Rebuilding Place in the Urban Space

"A community’s physical form, rather than its land uses, is its most intrinsic and enduring characteristic." [Katz, EPA] This blog focuses on place and placemaking and all that makes it work--historic preservation, urban design, transportation, asset-based community development, arts & cultural development, commercial district revitalization, tourism & destination development, and quality of life advocacy--along with doses of civic engagement and good governance watchdogging.

Friday, December 24, 2010

Toronto Transit City issues

Toronto Streetcars in Winter
First prize in the Toronto Star Emerging Artist Cover Art contest: One of Kelly Turgeon's fondest memories was school trips where she took the street car. To her, the city's vintage street cars signify the romance of Toronto, especially during the holiday season. TANNIS TOOHEY/TORONTO STAR

Added: Note that it seems as if the winning entry depicted above is derivative of a photo by Brian Labelle, Portraits of Toronto. Here is the original photograph.
Snow Streetcars

I have been very much influenced by Toronto's Transit City planning because its fundamental principle is social and economic equity: "That no one should be disadvantaged by not owning a car."

As has been previously discussed, the newly elected Mayor of Toronto, Rob Ford, has repudiated the previous administration's "Transit City" expansion plans, which were based on light rail expansion, rather than subways, because of the cost and ridership numbers.

An interview with Mayor Ford in the Toronto Globe & Mail (which like the New York Times in the U.S. is closest to the national newspaper), "Rob Ford ready to let transit projects hold in favour of Sheppard subway," covers his repudiation of the Transit City plan to build four light rail lines in favor of building one subway line.

What I find amazing isn't the article, but the great comment thread. Typically, comment threads for newspaper articles quickly degenerate. But this one does not. Two commenters make particularly important points:

TOLatte:

Those of us who live downtown already have subways, streetcars and bike lanes. It's the poor, deluded shmucks in the 'burbs who are going to do without. The working poor can't afford to live downtown. They live in the suburbs where housing is cheaper and they are the ones who need better transit. How did they get fooled into thinking that cancelling Transit City would be good for them?

D_Barbour:

1. This transit policy is built entirely around pleasing car drivers who don't use transit rather than creating a transit system that will best serve the city. The goal is to clear roads of an LRT system, not move people on it.

2. Focusing on a small section of subway rather than a network of light rail systems will ensure that more people continue to be without transit options and that congestion on the streets will continue to grow because people will have no option but to drive, assuming they can afford it.

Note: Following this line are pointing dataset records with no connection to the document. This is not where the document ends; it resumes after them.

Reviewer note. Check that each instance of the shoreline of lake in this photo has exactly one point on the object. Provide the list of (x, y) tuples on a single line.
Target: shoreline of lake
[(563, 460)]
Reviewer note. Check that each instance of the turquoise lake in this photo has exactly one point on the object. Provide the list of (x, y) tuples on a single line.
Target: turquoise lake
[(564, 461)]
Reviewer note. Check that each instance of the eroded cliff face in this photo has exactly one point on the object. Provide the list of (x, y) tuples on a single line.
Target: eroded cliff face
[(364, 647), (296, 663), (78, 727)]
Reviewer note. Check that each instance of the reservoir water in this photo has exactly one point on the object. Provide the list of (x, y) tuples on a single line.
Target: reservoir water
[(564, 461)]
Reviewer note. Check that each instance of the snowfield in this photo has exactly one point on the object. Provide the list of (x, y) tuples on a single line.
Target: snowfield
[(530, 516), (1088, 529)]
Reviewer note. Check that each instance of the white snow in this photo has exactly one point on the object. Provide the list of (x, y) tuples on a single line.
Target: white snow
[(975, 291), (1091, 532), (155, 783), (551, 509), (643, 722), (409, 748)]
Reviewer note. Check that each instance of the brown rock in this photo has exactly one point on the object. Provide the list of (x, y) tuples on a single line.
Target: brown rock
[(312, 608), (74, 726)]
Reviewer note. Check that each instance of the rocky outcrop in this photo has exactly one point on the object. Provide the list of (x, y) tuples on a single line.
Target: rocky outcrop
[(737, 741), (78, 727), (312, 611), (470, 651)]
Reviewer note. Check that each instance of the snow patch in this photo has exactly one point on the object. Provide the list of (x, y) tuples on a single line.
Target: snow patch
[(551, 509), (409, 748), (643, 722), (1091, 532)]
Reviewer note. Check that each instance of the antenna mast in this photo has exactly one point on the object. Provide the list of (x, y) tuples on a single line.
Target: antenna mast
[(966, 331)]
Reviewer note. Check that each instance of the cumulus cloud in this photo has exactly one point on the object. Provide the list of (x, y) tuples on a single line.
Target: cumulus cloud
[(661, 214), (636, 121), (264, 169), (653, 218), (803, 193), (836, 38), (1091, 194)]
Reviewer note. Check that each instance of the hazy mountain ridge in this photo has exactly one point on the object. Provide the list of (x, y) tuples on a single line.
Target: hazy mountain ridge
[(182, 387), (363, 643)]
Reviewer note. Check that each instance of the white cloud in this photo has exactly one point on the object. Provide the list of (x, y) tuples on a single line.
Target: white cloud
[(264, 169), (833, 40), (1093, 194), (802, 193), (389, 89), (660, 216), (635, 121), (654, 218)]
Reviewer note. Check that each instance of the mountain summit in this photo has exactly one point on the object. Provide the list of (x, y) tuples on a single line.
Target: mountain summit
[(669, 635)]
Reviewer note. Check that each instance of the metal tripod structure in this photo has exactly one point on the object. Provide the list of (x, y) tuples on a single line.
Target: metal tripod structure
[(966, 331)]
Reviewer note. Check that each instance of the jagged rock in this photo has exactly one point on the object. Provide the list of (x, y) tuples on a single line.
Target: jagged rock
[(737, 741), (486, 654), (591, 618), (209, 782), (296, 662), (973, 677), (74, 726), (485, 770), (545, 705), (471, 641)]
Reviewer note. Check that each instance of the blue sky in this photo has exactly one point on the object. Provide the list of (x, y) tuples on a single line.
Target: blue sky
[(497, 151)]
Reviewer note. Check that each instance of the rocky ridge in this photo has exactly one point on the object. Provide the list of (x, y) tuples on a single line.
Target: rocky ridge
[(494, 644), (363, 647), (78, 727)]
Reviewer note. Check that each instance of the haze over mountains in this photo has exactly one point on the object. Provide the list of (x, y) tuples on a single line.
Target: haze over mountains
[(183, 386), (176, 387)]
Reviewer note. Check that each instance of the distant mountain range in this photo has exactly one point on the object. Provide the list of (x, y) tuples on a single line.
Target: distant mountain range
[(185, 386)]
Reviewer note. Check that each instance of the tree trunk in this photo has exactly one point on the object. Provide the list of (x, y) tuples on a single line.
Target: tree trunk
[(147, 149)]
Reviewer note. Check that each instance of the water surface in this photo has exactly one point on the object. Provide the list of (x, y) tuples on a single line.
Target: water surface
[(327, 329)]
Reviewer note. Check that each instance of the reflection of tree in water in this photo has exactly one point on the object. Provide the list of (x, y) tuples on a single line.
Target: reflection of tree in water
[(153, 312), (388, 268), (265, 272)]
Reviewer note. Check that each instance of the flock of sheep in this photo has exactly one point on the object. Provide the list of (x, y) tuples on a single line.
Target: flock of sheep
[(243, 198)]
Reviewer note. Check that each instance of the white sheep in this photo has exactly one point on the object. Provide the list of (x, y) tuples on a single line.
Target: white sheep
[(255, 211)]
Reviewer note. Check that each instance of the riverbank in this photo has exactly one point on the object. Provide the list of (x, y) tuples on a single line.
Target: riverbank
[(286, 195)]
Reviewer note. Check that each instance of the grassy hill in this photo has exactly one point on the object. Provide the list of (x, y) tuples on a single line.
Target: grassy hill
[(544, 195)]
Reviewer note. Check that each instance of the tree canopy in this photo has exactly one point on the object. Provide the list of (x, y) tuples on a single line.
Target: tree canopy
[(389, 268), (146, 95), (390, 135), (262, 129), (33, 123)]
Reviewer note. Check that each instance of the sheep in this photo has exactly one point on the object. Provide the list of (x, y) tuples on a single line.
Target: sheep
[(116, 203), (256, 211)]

Mayor Ford has also come out against bicycle lanes for the same reason he favors the subway. He sees surface space provided to bicycles or transit as taking away from the automobilist. It's a profoundly anti-urban perspective. Which is why Toronto Star urban design columnist Christopher Hume suggested ("Why the 905 Needs Rob Ford") that Rob Ford should actually have been a mayor in a suburban jurisdiction, not the center city.